How to audit your own rules file
Take your current .cursorrules, CLAUDE.md, or AGENTS.md and ask three questions about each rule:
1. Can the agent see this in a config file?
If tsconfig.json, package.json, .eslintrc, biome.json, .prettierrc, or any other standard config already expresses this — delete the rule.
2. Is this enforceable by tooling?
If a linter rule, formatter config, git hook, or CI check can enforce this deterministically — move it there. Don't ask an AI to enforce what a tool can guarantee.
3. Would removing this rule cause the agent to make a wrong decision?
If the answer is "no, it would just take longer" — it's helpful, keep it but don't stress about the wording. If the answer is "yes, it would produce incorrect code" — that's essential, make it precise and specific.
What actually changes AI behavior
Addy Osmani's research found that specific tool mentions in context files increase agent usage from 0.01 to 1.6 times per task. The pattern is clear: specificity drives behavior change.
Rules that work:
- Use server actions for mutations, not API routes
- All dates stored as UTC in the database, converted to local only in the UI layer
- Never import from @prisma/client directly — use the typed wrapper from /lib/db
Rules that don't:
- Write clean code
- Follow best practices
- Handle errors properly
The difference is degrees of freedom. "Handle errors properly" gives the agent infinite valid interpretations. "Use neverthrow Result types, never try-catch in service functions" gives it exactly one path.
I built a tool to automate this
After classifying rules by hand, I got tired and built Agent Rules Builder — a free tool that does this automatically.
The Analyzer is the feature I use most. Paste your existing rules file, and the AI classifies every single rule into the four tiers — with a quality score, reasoning, and concrete suggestions. For "Improve Codebase" rules, it tells you exactly what linter rule or config flag to add instead.

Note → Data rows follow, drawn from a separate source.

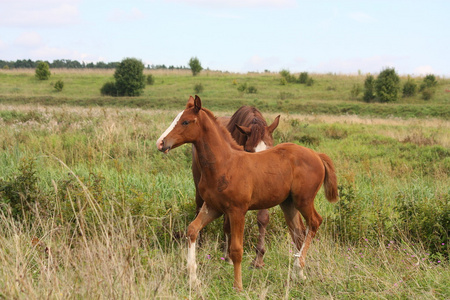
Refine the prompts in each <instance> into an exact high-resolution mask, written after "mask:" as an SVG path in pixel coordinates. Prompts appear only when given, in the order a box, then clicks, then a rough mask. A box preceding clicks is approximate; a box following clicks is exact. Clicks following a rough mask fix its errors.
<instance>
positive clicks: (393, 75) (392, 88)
mask: <svg viewBox="0 0 450 300" xmlns="http://www.w3.org/2000/svg"><path fill="white" fill-rule="evenodd" d="M399 91H400V77H399V76H398V75H397V73H396V72H395V69H394V68H386V69H384V70H383V71H381V73H380V74H379V75H378V77H377V80H376V81H375V92H376V95H377V99H378V101H380V102H394V101H397V100H398V94H399Z"/></svg>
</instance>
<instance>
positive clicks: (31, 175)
mask: <svg viewBox="0 0 450 300" xmlns="http://www.w3.org/2000/svg"><path fill="white" fill-rule="evenodd" d="M35 169H36V168H35V159H34V158H24V159H23V160H22V162H21V165H20V166H19V169H18V172H17V174H15V175H14V176H12V178H10V179H8V180H3V179H1V178H0V204H3V203H4V204H7V205H8V206H9V207H10V208H11V213H12V216H13V217H14V218H16V219H24V218H27V217H28V216H30V214H31V212H32V210H33V207H34V206H35V204H36V203H37V202H39V199H41V191H40V190H39V188H38V186H37V182H38V177H37V175H36V170H35ZM4 208H5V207H4V206H3V205H0V209H4Z"/></svg>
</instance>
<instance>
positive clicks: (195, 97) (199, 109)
mask: <svg viewBox="0 0 450 300" xmlns="http://www.w3.org/2000/svg"><path fill="white" fill-rule="evenodd" d="M194 107H195V112H197V113H198V112H199V111H200V110H201V109H202V100H200V97H199V96H197V95H195V99H194Z"/></svg>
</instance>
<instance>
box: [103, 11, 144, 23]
mask: <svg viewBox="0 0 450 300" xmlns="http://www.w3.org/2000/svg"><path fill="white" fill-rule="evenodd" d="M143 18H144V14H143V13H142V12H141V11H140V10H138V9H137V8H132V9H131V11H129V12H127V11H124V10H120V9H116V10H114V11H112V12H111V13H110V14H109V17H108V20H109V21H112V22H128V21H136V20H139V19H143Z"/></svg>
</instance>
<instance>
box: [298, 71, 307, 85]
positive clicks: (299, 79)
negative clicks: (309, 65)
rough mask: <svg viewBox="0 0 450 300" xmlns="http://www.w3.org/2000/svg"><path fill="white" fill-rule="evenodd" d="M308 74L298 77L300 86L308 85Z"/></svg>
mask: <svg viewBox="0 0 450 300" xmlns="http://www.w3.org/2000/svg"><path fill="white" fill-rule="evenodd" d="M308 79H309V78H308V72H302V73H300V75H299V76H298V83H300V84H307V83H308Z"/></svg>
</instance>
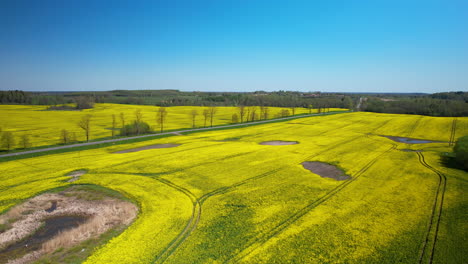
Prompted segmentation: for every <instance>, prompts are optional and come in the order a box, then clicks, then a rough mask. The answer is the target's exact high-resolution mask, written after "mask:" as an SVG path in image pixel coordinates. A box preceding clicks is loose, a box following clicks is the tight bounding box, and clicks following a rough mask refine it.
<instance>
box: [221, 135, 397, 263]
mask: <svg viewBox="0 0 468 264" xmlns="http://www.w3.org/2000/svg"><path fill="white" fill-rule="evenodd" d="M396 148H397V145H396V144H392V147H390V148H389V149H387V150H386V151H384V152H382V153H380V154H379V155H377V156H376V157H374V158H373V159H372V160H371V161H369V162H368V163H367V164H366V165H364V166H363V167H362V168H361V169H360V170H359V171H358V172H357V173H356V174H355V176H354V177H353V178H351V179H350V180H347V181H345V182H344V183H342V184H340V185H338V186H336V187H335V188H333V189H332V190H331V191H329V192H328V193H326V194H325V195H323V196H322V197H320V198H318V199H317V200H314V201H312V202H311V203H309V204H308V205H307V206H305V207H303V208H302V209H300V210H299V211H298V212H296V213H294V214H293V215H291V216H290V217H288V218H286V219H285V220H283V221H282V222H280V223H279V224H277V225H276V226H275V227H273V228H272V229H270V230H269V231H267V232H266V233H263V234H261V235H260V236H256V237H254V238H253V239H252V240H251V241H249V242H248V244H247V246H246V247H245V249H244V250H242V251H241V252H240V253H239V254H236V255H233V256H231V257H229V258H228V259H227V260H226V261H224V263H238V262H239V261H240V260H242V259H243V258H245V257H246V256H248V255H249V254H251V253H252V252H253V251H254V250H255V249H257V248H258V247H260V246H261V245H263V244H264V243H266V242H267V241H268V240H270V239H271V238H273V237H275V236H277V235H278V234H279V233H281V232H282V231H283V230H285V229H286V228H288V227H289V226H290V225H291V224H293V223H294V222H296V221H297V220H298V219H300V218H301V217H303V216H304V215H306V214H307V213H309V212H310V211H311V210H312V209H314V208H315V207H317V206H319V205H320V204H322V203H324V202H326V201H327V200H329V199H330V198H332V197H333V196H334V195H336V194H337V193H339V192H340V191H341V190H342V189H344V188H345V187H346V186H348V185H349V184H351V183H352V182H354V181H355V180H356V179H358V178H359V177H360V176H361V175H363V174H364V173H365V172H366V171H367V170H368V169H369V168H370V167H372V165H374V163H375V162H377V160H378V159H379V158H380V157H381V156H383V155H385V154H387V153H388V152H390V151H392V150H394V149H396ZM255 245H256V246H255Z"/></svg>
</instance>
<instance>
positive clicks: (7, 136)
mask: <svg viewBox="0 0 468 264" xmlns="http://www.w3.org/2000/svg"><path fill="white" fill-rule="evenodd" d="M14 145H15V138H14V137H13V133H11V132H10V131H6V132H3V134H2V147H3V148H5V149H6V150H8V151H9V150H11V149H12V148H13V146H14Z"/></svg>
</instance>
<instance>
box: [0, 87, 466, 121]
mask: <svg viewBox="0 0 468 264" xmlns="http://www.w3.org/2000/svg"><path fill="white" fill-rule="evenodd" d="M0 103H1V104H34V105H50V106H52V107H51V109H56V110H60V109H63V110H66V109H68V108H70V107H69V106H68V107H64V106H63V105H64V104H71V103H74V104H75V105H76V108H78V109H83V108H89V107H92V105H93V103H116V104H136V105H157V106H240V105H243V106H276V107H306V108H310V107H311V106H312V107H313V108H348V109H353V110H358V111H368V112H378V113H395V114H419V115H429V116H468V92H447V93H435V94H391V93H388V94H352V93H341V94H340V93H321V92H308V93H304V92H293V91H276V92H264V91H256V92H250V93H236V92H181V91H178V90H132V91H129V90H115V91H106V92H23V91H17V90H16V91H0Z"/></svg>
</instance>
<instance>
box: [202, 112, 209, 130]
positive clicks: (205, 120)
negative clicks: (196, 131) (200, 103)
mask: <svg viewBox="0 0 468 264" xmlns="http://www.w3.org/2000/svg"><path fill="white" fill-rule="evenodd" d="M209 116H210V110H209V109H203V117H204V118H205V122H204V123H203V126H204V127H206V121H207V120H208V117H209Z"/></svg>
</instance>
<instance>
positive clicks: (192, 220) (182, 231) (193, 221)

It also catches cross-cutting issues: near-duplicate rules, contradictions, vague rules, and security problems like accidentally exposed API keys or internal paths.
The Builder is for when you're starting from scratch or setting up a new project. Pick your language (67 supported), select your framework, and browse a library of 10,000+ rules organized by category — Architecture, Testing, Security, Performance, Error Handling, Agent Workflow, and more.
What makes it different from template directories: every rule has (or can have) community votes. Other developers upvote or downvote individual rules — not whole files, each rule separately. Bad rules sink, good ones surface on the trending page.
And each rule gets an AI quality assessment — classified as essential, helpful, redundant, or improve-codebase with a score from 1-10 — so you can see at a glance whether a rule justifies its context window cost before you add it.
You can edit rules directly, add your own, choose between three verbosity levels, and export to any format.
The takeaway
Most rules files hurt more than they help because they're full of instructions the AI doesn't need. The fix is simple:
- Delete anything the agent can read from config files
- Move anything enforceable to linter/formatter/CI
- Keep only what the agent genuinely can't infer
- Make every remaining rule specific enough to have one interpretation
A 10-line file of essential rules beats a 200-line file of copy-pasted advice every time.